Joint Video Super-Resolution and Frame Interpolation via Permutation Invariance

Sensors (Basel). 2023 Feb 24;23(5):2529. doi: 10.3390/s23052529.

Abstract

We propose a joint super resolution (SR) and frame interpolation framework that can perform both spatial and temporal super resolution. We identify performance variation according to permutation of inputs in video super-resolution and video frame interpolation. We postulate that favorable features extracted from multiple frames should be consistent regardless of input order if the features are optimally complementary for respective frames. With this motivation, we propose a permutation invariant deep architecture that makes use of the multi-frame SR principles by virtue of our order (permutation) invariant network. Specifically, given two adjacent frames, our model employs a permutation invariant convolutional neural network module to extract "complementary" feature representations facilitating both the SR and temporal interpolation tasks. We demonstrate the effectiveness of our end-to-end joint method against various combinations of the competing SR and frame interpolation methods on challenging video datasets, and thereby we verify our hypothesis.

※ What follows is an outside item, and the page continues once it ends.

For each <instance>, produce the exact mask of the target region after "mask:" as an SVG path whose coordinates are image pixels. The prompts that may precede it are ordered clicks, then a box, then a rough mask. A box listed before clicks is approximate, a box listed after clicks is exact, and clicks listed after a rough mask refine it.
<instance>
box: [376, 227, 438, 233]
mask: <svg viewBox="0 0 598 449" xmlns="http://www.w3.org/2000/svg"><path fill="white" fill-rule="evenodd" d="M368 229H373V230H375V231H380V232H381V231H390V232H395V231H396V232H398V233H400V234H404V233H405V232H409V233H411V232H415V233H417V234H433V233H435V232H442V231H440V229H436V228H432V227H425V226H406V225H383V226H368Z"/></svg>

Keywords: frame-rate up-conversion; super-resolution; video enhancement.

Grants and funding

This work was partially supported by the National Research Foundation of Korea (NRF) grant funded by the Korea government (MSIT) (No. NRF-2021R1C1C1006799). This work was also partially supported by Institute of Information & communications Technology Planning & Evaluation (IITP) grant funded by the Korea government (MSIT) (No. 2022-0-00290, Visual Intelligence for Space-Time Understanding and Generation based on Multi-layered Visual Common Sense; No.2022-0-00124, Development of Artificial Intelligence Technology for Self-Improving Competency-Aware Learning Capabilities). This research was results of a study on the “HPC Support” Project, supported by the MSIT and NIPA.